EPSRC Reference: EP/M014045/1
Title: Electrodes by Design - Microstructural Engineering of High Performance Electrodes for Solid Oxide Fuel Cells
Principal Investigator: Brandon, Professor NP
Other Investigators:
Atkinson, Professor A Darr, Professor J Li, Professor K
Brett, Professor D Shearing, Professor P
Researcher Co-Investigators:
Project Partners:
AFC Energy Ceres Power Ltd Praxair Inc
Rolls-Royce Plc Zeiss (Carl Zeiss AG)
Department: Earth Science and Engineering
Organisation: Imperial College London
Scheme: Standard Research
Starts: 01 May 2015 Ends: 31 October 2018 Value (£): 1,247,365
EPSRC Research Topic Classifications:
Fuel Cell Technologies
EPSRC Industrial Sector Classifications:
Energy
Related Grants:
Panel History:
Panel DatePanel NameOutcome
03 Dec 2014 SUPERGEN Fuel Cells Challenge Announced
Summary on Grant Application Form
The electrode, and the electrolyte-electrode interface, plays a critical role in the performance of all cells. In Solid Oxide Fuel Cells (SOFCs) the microstructures of the porous composite anode and cathode are particularly critical as they determine the electrochemical, electrical, mechanical and transport properties of the electrode, and of current distribution to/from the electrode/electrolyte interface. Current state of the art SOFC electrodes rely on a largely empirical understanding to establish the electrode microstructure, and its influence on key performance characteristics, including long term durability.
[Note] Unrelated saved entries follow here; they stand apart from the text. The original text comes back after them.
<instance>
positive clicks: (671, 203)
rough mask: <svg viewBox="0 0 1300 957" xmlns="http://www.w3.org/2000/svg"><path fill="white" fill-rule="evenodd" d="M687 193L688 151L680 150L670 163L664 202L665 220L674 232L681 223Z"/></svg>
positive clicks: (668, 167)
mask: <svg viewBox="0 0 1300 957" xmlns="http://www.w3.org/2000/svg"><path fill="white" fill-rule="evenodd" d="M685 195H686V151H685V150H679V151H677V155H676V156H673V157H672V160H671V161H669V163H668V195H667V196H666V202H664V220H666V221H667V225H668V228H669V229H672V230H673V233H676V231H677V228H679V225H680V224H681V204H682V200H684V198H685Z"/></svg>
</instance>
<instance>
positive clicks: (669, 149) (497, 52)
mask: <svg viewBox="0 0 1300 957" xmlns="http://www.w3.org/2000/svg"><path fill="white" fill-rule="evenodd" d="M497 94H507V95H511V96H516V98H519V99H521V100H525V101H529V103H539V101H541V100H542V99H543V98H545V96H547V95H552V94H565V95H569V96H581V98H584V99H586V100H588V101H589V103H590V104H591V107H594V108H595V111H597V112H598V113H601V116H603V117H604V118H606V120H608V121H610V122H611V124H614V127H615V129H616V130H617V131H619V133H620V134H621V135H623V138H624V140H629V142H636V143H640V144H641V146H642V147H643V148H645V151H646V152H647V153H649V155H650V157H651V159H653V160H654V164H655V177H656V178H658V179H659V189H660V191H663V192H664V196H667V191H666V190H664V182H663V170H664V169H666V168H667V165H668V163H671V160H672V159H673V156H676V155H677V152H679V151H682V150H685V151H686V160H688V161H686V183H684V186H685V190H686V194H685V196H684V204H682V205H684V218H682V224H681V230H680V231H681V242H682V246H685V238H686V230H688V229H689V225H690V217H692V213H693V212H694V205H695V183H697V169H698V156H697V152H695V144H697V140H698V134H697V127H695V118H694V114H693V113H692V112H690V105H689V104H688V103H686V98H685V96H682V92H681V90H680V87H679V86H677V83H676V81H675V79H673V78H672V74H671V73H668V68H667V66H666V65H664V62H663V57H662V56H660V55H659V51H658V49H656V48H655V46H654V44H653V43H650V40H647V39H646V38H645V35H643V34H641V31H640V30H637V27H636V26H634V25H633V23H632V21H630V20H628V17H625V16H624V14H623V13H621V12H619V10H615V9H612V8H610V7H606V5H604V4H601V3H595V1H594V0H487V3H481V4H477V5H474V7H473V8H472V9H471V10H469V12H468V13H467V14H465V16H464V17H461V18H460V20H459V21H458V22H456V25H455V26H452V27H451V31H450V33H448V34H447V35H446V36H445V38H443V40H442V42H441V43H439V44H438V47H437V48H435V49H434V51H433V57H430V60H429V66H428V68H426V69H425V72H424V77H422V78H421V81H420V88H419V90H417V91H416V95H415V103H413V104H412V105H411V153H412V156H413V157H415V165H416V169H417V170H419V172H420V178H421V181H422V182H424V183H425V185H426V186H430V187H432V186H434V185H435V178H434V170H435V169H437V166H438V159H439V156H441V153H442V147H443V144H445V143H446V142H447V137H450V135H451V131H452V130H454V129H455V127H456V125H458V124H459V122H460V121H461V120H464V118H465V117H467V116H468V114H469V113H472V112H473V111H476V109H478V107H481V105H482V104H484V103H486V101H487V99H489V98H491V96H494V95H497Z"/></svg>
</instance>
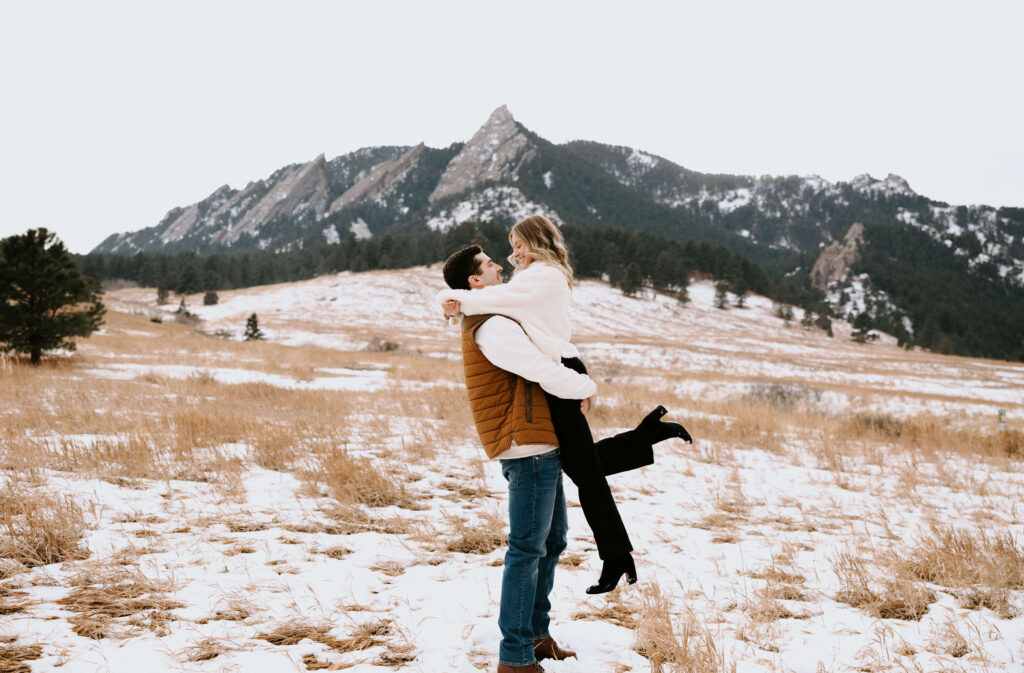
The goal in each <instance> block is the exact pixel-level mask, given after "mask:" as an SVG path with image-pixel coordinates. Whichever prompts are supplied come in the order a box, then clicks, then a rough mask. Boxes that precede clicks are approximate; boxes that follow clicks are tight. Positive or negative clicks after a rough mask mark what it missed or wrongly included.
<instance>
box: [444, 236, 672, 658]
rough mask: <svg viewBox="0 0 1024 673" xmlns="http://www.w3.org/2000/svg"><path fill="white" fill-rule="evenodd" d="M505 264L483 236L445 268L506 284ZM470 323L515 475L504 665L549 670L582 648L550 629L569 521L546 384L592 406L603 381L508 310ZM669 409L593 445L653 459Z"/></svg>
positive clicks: (473, 276) (494, 444)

But recent work by the proposers has established a new suite of tools and techniques that offer the prospect of moving towards a design led approach to manufacture of improved electrodes, based on our ability to image, model, simulate and fabricate new electrode structures with controlled properties. This proposal seeks to develop and demonstrate this, further improving and validating our analysis and modelling tools, using these design optimum structures, fabricating these using three novel processing techniques established by the proposers, and then measuring device performance to feedback into the design process.